Colorado county aims for zero waste
The program is designed to help the county meet its goal of diverting 50 percent of countywide waste from its landfill by 2010 and zero waste—“or darn near”—by 2025.
The county launched the pilot in its four downtown Boulder buildings, including the historic county courthouse. The goal is to divert as much potential waste as possible by making it easy for employees to reuse, recycle or compost products instead of throwing them away.
Under the arrangement, custodial staff members collect commingled containers and mixed paper at all desks. They also collect compost from kitchens, restrooms (paper towels), conference rooms and common areas.
The program enables recycling and composting not only by county employees but also by the public.
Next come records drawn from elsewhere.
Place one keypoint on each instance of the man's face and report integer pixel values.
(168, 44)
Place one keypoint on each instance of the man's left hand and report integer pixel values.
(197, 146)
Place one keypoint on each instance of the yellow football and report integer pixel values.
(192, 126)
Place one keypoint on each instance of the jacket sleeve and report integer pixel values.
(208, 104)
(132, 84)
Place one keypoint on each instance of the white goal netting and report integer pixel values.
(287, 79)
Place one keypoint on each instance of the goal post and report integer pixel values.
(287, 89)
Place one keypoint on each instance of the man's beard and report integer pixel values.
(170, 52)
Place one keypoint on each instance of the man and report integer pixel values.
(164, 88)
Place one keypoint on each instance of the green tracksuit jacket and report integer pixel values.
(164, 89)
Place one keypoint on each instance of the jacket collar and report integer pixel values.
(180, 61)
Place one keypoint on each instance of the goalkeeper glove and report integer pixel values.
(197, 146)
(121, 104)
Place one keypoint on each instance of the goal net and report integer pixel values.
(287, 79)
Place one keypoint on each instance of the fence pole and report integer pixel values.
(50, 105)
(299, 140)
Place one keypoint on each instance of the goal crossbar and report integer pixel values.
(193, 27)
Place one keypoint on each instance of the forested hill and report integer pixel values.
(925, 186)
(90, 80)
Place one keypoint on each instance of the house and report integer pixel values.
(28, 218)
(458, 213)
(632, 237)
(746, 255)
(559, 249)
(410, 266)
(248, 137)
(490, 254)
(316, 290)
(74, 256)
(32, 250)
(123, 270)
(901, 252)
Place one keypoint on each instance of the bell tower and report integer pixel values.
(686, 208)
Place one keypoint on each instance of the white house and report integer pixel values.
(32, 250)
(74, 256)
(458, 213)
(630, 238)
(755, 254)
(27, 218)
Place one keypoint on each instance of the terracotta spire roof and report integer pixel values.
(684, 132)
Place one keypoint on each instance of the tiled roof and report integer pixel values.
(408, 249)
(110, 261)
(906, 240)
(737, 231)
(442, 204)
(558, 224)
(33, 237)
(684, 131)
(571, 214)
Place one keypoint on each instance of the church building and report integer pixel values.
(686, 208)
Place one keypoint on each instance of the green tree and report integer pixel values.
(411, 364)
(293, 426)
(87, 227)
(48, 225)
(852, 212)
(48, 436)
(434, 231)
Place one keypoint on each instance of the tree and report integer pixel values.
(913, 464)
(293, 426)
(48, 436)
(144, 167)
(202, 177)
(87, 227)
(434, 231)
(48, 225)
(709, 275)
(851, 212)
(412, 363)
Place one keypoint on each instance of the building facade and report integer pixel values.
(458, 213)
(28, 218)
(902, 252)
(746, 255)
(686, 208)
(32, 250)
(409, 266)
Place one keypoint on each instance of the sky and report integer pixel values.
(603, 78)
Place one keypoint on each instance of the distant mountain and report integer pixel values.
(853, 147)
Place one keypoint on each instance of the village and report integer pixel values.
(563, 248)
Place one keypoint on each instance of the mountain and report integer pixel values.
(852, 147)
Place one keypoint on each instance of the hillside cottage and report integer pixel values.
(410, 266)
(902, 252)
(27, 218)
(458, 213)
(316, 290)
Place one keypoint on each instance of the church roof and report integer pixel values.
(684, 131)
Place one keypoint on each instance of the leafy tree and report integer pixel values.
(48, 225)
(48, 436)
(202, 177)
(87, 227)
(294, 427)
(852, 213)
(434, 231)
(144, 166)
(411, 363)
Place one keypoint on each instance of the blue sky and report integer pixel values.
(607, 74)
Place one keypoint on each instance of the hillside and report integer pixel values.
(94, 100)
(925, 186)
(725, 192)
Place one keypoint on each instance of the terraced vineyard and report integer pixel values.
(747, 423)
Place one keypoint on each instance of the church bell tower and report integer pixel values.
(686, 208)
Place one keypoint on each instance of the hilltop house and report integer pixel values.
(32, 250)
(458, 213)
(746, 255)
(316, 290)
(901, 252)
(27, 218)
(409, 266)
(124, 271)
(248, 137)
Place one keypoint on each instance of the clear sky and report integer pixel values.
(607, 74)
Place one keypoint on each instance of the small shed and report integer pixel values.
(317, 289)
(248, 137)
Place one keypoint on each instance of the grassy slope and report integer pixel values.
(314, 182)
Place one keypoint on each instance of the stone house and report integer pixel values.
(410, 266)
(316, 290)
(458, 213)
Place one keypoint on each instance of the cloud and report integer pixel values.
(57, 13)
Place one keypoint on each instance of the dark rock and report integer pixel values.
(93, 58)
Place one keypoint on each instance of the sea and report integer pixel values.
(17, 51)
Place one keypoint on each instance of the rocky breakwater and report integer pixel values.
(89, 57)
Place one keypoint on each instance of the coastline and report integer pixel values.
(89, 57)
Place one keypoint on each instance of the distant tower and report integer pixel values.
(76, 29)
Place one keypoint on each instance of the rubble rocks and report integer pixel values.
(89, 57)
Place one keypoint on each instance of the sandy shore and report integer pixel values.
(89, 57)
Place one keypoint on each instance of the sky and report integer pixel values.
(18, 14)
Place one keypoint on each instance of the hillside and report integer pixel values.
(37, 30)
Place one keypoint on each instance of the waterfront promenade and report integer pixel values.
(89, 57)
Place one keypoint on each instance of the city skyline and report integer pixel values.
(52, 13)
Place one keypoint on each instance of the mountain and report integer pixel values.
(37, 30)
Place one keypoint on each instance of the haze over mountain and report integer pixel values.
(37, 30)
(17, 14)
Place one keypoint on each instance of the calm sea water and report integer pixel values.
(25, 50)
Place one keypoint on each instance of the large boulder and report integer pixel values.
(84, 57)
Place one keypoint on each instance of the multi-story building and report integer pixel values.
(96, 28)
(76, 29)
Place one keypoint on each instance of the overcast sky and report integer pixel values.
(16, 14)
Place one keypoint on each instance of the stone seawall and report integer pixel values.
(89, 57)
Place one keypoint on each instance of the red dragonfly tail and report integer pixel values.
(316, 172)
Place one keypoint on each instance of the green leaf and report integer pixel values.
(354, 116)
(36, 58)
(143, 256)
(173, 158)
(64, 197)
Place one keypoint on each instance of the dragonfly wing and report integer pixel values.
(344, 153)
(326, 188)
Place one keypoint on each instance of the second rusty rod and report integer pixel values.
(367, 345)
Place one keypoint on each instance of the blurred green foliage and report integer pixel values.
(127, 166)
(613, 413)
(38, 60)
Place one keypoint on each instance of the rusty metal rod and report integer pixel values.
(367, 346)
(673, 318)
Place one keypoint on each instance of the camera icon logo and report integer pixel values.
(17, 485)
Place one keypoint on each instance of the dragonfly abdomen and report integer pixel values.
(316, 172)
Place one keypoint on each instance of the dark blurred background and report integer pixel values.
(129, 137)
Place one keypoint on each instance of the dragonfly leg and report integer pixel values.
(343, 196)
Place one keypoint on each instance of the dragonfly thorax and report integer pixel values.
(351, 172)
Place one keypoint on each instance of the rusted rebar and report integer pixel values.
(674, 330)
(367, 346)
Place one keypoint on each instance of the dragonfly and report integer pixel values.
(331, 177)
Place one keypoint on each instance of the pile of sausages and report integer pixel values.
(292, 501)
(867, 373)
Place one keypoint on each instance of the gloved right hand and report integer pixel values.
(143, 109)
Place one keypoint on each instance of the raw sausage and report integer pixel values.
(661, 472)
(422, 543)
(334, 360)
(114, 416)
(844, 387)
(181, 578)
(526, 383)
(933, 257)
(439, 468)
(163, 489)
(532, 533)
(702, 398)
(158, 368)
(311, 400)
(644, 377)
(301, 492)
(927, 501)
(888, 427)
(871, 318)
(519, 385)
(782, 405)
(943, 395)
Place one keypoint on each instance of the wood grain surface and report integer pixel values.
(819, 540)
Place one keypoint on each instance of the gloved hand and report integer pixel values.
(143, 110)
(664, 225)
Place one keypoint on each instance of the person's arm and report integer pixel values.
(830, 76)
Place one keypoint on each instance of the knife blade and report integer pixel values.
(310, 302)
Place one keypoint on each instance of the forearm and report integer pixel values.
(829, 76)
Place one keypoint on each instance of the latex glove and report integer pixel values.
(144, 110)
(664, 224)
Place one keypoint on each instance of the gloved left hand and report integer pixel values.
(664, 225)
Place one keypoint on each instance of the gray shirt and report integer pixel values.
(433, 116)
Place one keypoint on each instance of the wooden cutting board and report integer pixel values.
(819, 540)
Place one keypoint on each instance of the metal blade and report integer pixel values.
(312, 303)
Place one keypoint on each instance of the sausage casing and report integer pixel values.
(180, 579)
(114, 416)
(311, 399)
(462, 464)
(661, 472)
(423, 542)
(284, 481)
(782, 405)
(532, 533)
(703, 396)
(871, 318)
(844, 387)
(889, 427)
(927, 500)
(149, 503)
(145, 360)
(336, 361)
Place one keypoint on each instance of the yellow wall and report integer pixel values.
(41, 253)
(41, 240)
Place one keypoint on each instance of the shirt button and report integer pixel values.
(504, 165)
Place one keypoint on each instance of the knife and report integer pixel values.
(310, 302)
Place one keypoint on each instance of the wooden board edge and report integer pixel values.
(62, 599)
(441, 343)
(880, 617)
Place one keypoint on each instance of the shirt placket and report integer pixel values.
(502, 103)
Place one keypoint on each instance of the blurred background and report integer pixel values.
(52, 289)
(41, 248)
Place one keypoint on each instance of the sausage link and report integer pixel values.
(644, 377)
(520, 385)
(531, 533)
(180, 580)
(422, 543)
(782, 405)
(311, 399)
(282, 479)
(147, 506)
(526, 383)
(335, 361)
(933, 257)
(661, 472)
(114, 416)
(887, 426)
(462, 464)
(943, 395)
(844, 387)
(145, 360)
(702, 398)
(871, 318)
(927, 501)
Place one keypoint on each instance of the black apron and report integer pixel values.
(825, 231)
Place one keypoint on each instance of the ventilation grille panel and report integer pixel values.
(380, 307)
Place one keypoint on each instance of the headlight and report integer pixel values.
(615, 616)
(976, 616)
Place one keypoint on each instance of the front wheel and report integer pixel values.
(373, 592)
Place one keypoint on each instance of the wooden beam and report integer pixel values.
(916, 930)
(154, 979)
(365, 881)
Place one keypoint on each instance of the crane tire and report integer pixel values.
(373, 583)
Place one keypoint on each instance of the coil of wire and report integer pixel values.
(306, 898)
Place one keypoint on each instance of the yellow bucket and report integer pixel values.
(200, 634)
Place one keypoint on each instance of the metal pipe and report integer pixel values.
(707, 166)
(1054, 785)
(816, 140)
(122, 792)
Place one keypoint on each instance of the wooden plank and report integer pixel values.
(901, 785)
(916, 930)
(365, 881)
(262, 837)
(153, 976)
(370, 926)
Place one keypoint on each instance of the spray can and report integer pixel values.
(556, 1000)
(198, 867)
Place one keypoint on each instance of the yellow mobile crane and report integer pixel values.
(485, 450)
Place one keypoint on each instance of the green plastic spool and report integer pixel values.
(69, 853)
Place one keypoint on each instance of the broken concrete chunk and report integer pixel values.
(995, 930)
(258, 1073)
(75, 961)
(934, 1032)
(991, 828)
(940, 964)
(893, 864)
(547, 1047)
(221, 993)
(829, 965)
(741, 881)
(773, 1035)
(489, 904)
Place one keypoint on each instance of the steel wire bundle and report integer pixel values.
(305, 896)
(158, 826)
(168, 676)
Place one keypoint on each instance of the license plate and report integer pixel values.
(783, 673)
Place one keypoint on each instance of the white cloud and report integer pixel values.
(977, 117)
Clearly labeled composting and recycling bins, for instance, now stand in numerous public locations.
“This pilot will help us structure and implement a zero-waste program for all county buildings, as well as provide a model for local businesses to follow as they implement zero-waste strategies,” Boulder County Sustainability Coordinator Ann Livingston said.
Zero Waste Resolution adopted in 2005
The pilot is a key step in helping Boulder County meet the goals set forth in its Zero Waste Resolution, adopted in 2005, which calls for a 50 percent diversion rate (the amount of waste diverted from the landfill) by 2010.
“You’d be surprised how much you can divert from your trash can,” said Eric Heyboer, resource conservation specialist for the Boulder County Resource Conservation Division. “And it’s not just about saving space in landfills—a zero-waste approach saves energy, reduces pollution and conserves natural resources.”
In addition to the full zero-waste pilot program, five office complexes in Boulder and Longmont have been participating in a composting pilot program since 2006, in which county employees volunteer to maintain compost bins located throughout their buildings.
Recycling has long been a tradition at Boulder County, and recycling bins for commingled containers and mixed paper products are located at all county offices.
The county’s efforts also extend to educating the public about reducing, reusing, recycling and composting. The Boulder County Resource Conservation Division regularly hosts free tours of the recycling center and offers public compost workshops to teach individuals easy ways to turn their yard and food waste into rich soil amendments.
In 2006, Boulder County facilities diverted 27 percent of waste
In 2006, according to the county, Boulder County facilities:
- Attained a 27 percent diversion rate (the amount of waste diverted from landfills).
- Recycled 189 tons of mixed paper, cardboard and confidential documents—47 tons more than in 2005.
- Recycled 8.6 tons of commingled containers.
- Recycled 8.1 tons of electronic waste.
- Composted 2,900 pounds of organic material via the office-composting program.
By diverting these materials, Boulder County:
- Saved enough energy to power 100 Colorado homes for an entire year.
- Saved enough water to supply the entire city of Louisville, Colo., for one day.
- Saved enough paper/fiber to save 3,200 trees.
- Prevented 116 garbage trucks from dumping at the landfill.